The states’ lawsuit, led by New York Attorney General Letitia James, alleges that Facebook squashed potential rivals by buying up smaller competitors and closing off its platform to developers of apps it perceived as a threat. In the process, it weakened privacy protections for users of its platform, she said.
“For nearly a decade, Facebook used its dominance and monopoly power to crush smaller rivals, at the expense of users,” James said in a press conference on Wednesday. “No company should have this much unchecked power over our personal information and our social interactions.”
The suit is filed on behalf of 46 U.S. states, the District of Columbia and Guam.

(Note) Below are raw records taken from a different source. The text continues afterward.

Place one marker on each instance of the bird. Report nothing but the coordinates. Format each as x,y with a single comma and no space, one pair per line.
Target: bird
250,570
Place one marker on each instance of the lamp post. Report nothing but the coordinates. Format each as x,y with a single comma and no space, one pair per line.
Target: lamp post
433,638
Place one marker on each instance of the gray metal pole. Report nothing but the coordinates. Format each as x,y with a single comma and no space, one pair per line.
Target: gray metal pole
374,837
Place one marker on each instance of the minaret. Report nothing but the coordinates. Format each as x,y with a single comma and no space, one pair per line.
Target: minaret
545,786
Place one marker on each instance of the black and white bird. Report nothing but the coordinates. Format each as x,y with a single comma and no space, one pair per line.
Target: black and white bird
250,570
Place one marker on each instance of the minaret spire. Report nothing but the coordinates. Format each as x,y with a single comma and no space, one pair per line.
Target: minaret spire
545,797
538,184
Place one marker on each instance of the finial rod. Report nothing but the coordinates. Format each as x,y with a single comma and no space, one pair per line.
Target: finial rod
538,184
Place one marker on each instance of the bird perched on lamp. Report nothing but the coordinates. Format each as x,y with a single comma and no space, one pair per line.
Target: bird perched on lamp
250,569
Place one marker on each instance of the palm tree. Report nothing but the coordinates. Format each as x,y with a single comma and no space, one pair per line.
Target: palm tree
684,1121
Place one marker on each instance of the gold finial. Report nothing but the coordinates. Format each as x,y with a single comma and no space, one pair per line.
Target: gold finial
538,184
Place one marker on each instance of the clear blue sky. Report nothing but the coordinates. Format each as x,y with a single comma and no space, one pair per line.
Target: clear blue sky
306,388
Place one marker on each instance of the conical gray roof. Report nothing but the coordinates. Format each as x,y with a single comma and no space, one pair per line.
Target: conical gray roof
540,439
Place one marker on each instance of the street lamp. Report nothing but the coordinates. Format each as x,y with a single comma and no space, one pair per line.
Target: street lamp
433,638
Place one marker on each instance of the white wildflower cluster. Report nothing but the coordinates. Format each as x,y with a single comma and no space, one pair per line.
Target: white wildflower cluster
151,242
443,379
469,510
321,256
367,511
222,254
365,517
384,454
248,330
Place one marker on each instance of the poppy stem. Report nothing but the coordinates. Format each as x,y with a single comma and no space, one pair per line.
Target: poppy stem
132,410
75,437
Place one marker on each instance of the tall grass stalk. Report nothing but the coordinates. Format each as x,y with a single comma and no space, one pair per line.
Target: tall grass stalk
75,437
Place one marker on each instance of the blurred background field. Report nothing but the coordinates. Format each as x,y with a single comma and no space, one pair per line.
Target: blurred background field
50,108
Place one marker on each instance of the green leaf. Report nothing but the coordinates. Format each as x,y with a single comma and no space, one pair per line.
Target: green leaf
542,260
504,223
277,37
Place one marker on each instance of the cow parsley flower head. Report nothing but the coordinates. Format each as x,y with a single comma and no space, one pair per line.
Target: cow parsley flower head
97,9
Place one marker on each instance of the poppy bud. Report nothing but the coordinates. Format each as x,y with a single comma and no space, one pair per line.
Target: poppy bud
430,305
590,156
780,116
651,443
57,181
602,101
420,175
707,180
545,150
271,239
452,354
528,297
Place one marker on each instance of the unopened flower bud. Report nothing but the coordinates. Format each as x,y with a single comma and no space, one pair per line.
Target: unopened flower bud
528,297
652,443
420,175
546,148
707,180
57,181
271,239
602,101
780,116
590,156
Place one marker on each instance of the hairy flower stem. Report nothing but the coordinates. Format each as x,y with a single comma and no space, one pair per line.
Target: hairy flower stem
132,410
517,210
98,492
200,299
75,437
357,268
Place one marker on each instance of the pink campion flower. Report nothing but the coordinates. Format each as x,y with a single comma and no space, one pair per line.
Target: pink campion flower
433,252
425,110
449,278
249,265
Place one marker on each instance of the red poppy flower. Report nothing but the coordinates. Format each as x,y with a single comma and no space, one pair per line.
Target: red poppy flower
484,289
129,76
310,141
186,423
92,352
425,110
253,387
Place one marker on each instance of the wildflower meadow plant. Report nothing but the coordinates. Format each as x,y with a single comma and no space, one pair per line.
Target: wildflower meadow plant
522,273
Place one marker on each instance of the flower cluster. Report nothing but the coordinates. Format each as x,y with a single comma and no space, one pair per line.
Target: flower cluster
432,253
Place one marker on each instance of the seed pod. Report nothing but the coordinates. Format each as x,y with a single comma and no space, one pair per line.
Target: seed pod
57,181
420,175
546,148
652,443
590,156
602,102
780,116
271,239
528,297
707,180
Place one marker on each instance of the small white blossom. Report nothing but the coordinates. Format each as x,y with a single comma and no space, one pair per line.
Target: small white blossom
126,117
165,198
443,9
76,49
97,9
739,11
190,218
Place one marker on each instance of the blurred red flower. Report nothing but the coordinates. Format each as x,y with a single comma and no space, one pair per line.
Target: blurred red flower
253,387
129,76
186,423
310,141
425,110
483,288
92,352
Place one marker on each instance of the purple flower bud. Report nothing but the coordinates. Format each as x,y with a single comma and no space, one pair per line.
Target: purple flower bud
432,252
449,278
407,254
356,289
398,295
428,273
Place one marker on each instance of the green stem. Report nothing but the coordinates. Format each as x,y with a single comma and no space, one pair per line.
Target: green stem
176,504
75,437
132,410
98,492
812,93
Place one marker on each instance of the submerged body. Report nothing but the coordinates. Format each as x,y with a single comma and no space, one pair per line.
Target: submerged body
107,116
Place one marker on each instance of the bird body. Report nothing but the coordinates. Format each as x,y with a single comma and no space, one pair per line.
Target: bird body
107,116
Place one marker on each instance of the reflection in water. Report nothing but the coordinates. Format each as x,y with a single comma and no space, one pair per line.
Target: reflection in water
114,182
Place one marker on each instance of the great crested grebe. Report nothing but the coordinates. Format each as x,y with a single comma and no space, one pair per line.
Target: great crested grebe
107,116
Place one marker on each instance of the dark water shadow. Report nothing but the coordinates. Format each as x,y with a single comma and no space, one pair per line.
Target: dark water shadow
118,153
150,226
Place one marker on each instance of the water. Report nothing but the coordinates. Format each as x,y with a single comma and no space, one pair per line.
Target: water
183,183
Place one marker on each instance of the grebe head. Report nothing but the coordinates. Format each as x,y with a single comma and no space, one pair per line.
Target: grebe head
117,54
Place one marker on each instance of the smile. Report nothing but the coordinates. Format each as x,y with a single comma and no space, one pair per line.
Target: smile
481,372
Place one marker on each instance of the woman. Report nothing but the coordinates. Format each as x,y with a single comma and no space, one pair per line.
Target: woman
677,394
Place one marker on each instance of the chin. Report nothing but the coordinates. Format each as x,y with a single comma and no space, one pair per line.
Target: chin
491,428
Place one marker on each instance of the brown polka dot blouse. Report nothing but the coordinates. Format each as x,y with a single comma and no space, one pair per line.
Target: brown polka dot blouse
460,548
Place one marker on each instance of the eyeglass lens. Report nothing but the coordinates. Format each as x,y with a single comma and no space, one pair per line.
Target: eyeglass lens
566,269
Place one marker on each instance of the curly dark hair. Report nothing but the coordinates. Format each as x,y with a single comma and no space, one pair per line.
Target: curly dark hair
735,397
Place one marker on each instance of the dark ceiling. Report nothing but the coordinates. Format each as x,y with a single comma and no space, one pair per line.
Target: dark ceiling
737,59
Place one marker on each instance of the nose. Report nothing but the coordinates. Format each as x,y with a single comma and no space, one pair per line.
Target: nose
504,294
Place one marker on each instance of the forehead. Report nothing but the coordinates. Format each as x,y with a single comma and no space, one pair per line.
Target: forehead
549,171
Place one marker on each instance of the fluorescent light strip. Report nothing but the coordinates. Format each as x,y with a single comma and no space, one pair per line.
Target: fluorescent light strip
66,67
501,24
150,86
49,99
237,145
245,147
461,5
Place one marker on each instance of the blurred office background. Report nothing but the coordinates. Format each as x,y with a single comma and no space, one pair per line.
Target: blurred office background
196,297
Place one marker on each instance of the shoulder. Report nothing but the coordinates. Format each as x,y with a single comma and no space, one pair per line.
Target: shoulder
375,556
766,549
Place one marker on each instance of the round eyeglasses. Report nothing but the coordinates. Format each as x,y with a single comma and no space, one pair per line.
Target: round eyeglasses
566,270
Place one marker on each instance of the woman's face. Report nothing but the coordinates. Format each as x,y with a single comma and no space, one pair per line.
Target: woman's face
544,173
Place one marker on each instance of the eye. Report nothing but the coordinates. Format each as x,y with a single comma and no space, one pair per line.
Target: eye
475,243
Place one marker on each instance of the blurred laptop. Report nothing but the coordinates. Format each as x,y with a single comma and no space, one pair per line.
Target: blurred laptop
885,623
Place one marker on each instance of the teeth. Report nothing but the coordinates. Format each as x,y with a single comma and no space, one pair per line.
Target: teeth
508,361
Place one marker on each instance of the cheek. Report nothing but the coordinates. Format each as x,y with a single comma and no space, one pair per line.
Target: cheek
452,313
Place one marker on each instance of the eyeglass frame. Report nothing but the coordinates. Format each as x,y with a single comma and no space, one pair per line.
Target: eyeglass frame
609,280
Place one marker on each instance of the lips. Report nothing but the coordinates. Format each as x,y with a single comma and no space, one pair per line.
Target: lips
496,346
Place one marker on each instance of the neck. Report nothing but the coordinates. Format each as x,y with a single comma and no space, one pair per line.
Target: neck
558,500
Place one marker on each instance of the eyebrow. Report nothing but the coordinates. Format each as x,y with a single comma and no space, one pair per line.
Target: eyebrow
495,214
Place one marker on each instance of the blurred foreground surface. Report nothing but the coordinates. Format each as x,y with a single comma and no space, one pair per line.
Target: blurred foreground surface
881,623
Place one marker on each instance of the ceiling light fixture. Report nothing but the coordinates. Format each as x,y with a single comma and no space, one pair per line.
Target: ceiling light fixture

Alabama, Georgia, South Carolina and South Dakota did not join.
The Federal Trade Commission filed a parallel lawsuit Wednesday. Both suits are asking the courts to force Facebook to spin off Instagram and WhatsApp, as well as to seek government approval for future mergers.
Focus on Instagram and WhatsApp deals
Both lawsuits cite Facebook’s 2012 purchase of Instagram for $1 billion and a $19 billion deal for WhatsApp in 2014 as examples of its efforts to eliminate competitors. Those acquisitions let Facebook solidify its social media dominance while depriving users of privacy-focused alternatives, prosecutors allege.
“After identifying two significant competitive threats to its dominant position — Instagram and WhatsApp — Facebook moved to squelch those threats by buying the companies, reflecting CEO Mark Zuckerberg’s view, expressed in a 2008 email, that ‘it is better to buy than compete,'” the FTC said in its suit. “To further entrench its position, Facebook has also imposed anticompetitive conditions that restricted access to its valuable platform — conditions that Facebook personnel recognized as ‘anti user[,]’ ‘hypocritical’ in light of Facebook’s purported mission of enabling sharing, and a signal that ‘we’re scared that we can’t compete on our own merits.'”
For Facebook, the coordinated federal and state lawsuits represent the most aggressive legal action against the company to date by government authorities, culminating a bipartisan campaign to rein in big technology companies. It’s the second time in two months that the government has moved against a tech giant.
In October, the Department of Justice filed an antitrust suit against Google, accusing the search giant of exercising monopoly power. Republicans in Congress and President Donald Trump have also sought to roll back a 25-year-old law that protects internet companies from liability for users’ posts.
Facebook fires back
Although it remains to be seen if the Biden administration is equally determined to wage what is sure to be a long legal campaign against Facebook, a sense that the social media company is too powerful has united some lawmakers and policymakers across the aisle.
Facebook did not immediately respond to a request for comment, but noted on Twitter that the FTC previously cleared the Instagram and WhatsApp acquisitions.
“Years after the FTC cleared our acquisitions, the government now wants a do-over with no regard for the impact that precedent would have on the broader business community or the people who choose our products every day,” Facebook tweeted.
The world’s dominant social network, Facebook counts 2.7 billion users and leverages access to their attention for its immensely profitable advertising business. The company took in nearly $70 billion in ad revenue last year and is valued by investors at $800 billion.